In this way, the improvement direction is implicitly captured in the fact that Portrait 2 is similar (but better than) Portrait 1.
There’s no need for an external discriminator (e.g., an art critic) to tell you if the change you made is good.
Once the new matched dataset has been built, the authors train a deep learning model to be able to make improvement suggestions given a point in input space. They find that this approach learns a rough approximation of the property gradient.
Normally, one would need to train an explicit discriminative model capable of predicting the property value (y) given an input (x). The gradient of this function is a vector (direction) that shows how to alter x to improve y the fastest. Using matched pairs, implicit guidance can improve properties without the need to calculate the gradient.

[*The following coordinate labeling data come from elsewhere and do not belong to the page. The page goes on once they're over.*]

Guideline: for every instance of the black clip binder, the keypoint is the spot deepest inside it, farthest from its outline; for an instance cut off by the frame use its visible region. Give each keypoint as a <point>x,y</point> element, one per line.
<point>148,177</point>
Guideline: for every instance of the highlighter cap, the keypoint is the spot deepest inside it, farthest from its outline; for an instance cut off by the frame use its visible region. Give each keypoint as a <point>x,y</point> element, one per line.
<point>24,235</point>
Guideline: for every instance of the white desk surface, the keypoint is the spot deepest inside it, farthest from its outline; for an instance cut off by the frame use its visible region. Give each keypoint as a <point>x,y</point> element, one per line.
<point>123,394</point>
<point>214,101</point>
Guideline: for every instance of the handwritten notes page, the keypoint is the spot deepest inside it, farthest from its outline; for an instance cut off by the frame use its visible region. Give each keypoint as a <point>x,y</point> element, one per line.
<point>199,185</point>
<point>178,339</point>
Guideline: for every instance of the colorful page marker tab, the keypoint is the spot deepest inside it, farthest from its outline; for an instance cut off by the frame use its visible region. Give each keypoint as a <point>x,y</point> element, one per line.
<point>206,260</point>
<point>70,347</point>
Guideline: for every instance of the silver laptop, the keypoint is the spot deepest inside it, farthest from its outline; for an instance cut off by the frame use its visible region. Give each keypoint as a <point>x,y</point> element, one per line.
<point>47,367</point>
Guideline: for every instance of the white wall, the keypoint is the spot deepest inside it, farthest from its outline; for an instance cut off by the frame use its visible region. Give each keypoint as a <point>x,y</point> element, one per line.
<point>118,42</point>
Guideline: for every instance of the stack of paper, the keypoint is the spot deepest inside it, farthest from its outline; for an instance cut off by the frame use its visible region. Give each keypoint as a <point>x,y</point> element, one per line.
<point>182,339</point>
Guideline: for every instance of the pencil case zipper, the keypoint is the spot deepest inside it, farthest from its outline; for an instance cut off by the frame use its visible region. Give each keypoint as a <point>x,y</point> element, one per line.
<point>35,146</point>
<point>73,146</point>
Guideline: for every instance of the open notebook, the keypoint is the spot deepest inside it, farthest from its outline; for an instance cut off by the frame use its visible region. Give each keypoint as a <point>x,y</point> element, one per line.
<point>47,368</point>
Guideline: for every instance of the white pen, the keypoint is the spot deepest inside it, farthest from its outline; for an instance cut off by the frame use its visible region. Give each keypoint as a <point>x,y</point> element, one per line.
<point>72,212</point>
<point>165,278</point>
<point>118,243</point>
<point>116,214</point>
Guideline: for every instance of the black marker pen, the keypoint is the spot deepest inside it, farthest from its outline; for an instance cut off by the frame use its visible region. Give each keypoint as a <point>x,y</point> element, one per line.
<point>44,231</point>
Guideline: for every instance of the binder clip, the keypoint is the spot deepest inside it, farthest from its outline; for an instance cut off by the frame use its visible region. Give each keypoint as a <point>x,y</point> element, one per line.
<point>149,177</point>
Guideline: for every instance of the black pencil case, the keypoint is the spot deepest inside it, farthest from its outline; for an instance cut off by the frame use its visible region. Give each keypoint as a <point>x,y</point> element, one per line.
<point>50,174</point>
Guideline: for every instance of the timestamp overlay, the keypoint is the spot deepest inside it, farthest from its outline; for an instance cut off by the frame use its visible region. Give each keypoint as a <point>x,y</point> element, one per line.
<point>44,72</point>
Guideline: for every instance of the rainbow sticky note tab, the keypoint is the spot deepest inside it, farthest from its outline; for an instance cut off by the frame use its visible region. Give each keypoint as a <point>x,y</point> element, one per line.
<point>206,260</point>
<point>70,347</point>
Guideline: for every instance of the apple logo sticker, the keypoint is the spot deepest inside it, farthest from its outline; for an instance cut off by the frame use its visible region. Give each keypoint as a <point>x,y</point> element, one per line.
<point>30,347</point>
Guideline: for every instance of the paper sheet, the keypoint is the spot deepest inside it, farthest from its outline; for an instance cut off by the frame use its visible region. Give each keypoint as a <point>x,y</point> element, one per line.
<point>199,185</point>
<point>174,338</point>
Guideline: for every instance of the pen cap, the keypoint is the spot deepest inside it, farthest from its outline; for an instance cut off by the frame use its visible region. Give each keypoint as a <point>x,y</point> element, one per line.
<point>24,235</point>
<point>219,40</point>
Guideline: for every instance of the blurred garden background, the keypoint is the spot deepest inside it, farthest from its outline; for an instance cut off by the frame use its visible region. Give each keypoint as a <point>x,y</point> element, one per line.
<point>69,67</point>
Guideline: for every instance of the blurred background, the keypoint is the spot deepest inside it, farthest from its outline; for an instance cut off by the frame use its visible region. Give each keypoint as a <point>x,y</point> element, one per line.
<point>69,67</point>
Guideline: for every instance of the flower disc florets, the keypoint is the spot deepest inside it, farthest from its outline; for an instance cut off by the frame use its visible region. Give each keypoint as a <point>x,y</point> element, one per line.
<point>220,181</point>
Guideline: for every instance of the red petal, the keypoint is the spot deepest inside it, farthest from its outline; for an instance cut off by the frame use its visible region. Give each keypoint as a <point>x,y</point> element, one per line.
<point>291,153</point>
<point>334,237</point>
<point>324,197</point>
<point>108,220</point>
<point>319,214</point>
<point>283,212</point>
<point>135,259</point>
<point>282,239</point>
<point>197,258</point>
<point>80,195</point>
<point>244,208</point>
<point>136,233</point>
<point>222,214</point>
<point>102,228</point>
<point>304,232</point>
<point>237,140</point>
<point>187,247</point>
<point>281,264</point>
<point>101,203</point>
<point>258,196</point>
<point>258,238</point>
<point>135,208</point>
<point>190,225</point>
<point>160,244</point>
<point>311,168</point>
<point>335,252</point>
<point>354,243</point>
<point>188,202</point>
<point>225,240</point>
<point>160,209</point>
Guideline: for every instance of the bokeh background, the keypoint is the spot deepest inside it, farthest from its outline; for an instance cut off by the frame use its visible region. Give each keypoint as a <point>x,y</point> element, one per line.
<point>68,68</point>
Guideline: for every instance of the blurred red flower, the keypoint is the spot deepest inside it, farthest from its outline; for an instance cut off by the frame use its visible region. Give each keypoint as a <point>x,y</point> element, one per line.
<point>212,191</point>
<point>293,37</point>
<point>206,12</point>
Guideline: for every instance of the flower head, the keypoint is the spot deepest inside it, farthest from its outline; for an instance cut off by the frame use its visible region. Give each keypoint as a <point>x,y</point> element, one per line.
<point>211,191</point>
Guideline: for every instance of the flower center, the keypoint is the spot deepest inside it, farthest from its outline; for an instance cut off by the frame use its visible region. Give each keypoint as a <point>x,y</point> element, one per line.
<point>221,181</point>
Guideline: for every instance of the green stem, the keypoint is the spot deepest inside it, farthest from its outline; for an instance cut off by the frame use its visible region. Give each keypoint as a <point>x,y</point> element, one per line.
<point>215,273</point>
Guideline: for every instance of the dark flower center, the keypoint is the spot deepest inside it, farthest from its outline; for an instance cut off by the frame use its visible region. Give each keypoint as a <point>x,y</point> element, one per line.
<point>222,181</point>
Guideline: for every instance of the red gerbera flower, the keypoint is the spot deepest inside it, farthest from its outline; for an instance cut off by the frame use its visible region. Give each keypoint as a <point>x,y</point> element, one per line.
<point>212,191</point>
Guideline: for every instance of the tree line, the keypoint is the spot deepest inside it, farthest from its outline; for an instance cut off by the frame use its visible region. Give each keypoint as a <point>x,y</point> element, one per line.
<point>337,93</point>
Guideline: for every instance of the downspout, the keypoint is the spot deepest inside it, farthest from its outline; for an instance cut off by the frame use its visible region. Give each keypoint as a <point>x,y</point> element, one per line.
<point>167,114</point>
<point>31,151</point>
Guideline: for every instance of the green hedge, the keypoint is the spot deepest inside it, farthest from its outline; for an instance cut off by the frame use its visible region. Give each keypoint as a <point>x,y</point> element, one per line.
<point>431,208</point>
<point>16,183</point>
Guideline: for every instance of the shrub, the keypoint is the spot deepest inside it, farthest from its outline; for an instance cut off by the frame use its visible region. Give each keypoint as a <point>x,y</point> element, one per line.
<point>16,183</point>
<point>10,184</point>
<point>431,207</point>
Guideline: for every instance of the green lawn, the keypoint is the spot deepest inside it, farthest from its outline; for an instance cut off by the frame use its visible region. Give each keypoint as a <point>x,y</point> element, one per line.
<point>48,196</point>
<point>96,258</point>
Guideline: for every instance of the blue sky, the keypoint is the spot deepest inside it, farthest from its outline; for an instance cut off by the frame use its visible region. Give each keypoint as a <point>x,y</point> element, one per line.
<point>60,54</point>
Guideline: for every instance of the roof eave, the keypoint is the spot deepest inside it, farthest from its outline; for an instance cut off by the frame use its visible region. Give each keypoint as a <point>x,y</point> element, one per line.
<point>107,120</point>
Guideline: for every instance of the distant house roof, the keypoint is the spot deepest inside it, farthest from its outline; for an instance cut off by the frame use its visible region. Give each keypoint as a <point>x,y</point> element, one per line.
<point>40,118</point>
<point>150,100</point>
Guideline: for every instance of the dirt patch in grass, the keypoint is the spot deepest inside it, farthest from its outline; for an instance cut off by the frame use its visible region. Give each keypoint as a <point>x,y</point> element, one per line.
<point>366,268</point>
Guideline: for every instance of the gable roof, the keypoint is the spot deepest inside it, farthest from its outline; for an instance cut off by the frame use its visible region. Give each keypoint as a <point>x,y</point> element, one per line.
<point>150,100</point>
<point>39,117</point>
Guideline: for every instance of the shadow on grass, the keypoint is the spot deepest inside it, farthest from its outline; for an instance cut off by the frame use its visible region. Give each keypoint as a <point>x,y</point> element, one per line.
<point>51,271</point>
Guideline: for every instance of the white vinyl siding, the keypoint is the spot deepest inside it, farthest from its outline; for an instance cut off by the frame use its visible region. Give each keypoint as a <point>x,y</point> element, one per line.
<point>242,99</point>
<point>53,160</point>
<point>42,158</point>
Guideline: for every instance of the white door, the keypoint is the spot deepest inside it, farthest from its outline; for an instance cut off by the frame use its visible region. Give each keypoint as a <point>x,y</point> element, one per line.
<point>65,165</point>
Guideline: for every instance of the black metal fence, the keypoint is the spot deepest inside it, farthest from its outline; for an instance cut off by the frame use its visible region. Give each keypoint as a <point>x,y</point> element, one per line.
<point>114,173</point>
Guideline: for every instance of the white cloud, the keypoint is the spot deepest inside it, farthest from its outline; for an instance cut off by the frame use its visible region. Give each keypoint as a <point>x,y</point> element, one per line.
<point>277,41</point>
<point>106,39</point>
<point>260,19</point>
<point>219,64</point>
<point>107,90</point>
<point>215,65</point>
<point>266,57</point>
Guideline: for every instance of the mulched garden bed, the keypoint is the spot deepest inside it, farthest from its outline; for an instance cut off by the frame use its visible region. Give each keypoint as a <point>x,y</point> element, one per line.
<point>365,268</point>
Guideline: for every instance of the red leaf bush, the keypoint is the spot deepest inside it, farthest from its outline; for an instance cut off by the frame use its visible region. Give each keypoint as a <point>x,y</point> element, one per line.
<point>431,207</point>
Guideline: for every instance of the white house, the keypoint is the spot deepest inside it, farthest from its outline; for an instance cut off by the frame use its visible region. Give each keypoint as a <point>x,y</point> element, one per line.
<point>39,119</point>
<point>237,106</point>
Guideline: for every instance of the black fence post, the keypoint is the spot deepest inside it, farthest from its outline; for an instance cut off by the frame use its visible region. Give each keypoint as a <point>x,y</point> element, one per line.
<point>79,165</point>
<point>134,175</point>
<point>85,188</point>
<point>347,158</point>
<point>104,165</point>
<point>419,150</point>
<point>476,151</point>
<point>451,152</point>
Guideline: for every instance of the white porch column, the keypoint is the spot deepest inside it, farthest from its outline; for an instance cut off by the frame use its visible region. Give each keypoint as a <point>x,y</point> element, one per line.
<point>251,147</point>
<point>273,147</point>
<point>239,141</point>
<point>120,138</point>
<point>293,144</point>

Let’s revisit our compass example from earlier, but this time in three dimensions. This time, there’s a hill you’re trying to summit. You’ve been blessed with a magical compass that points towards the top of the hill. Using an explicit approach, you’d follow your magical compass (gradient) up to the peak.
The implicit approach is different. You’re less resourced and don’t have a magic compass. Instead, you’re given a collection of photos from previous, successful climbers. Using pairs of photos, you think to yourself, “From this spot, they moved to that spot and gained elevation.” You can repeat this process using chains of photo-pairs until you reach the summit—this is implicit guidance.
I really like PropEn because it’s so relevant to the issue of data paucity in the life sciences. Moreover, the few-shot methodology is very practical—one where you can use wet lab-generated data to quickly converge on an optimal design. My understanding is that PropEn works with both continuous and discrete data, making it compatible with both structure and sequence generative models. I’m eager to see this method continue to improve, including becoming viable in a multi-objective optimization setting.
Thanks for reading some of our thoughts on the presentations at MoML. We hope to meet you next year! Anyone working in this space is encouraged to reach out to me as we’d love to chat.
All of us are currently at NeurIPS taking notes—so expect more from us soon!
Great summary! Apart from James and Mark's caveats about experimental structures being biased toward low-energy conformations, there's also the basic fact that every "experimental" structure is also a model and that even the PDB contains models with error - ill-defined or missing densities, extra (or unnecessary) water molecules, ligands with strain, etc. Also, out of the 200K PDB structures, only about 2oK have co-crystallized ligands. That's not a very small number, but I think it's a major reason why AF, while trained on the PDB and otherwise working well, works less well on predicting small molecule interactions which are still the bottleneck for structure-based design.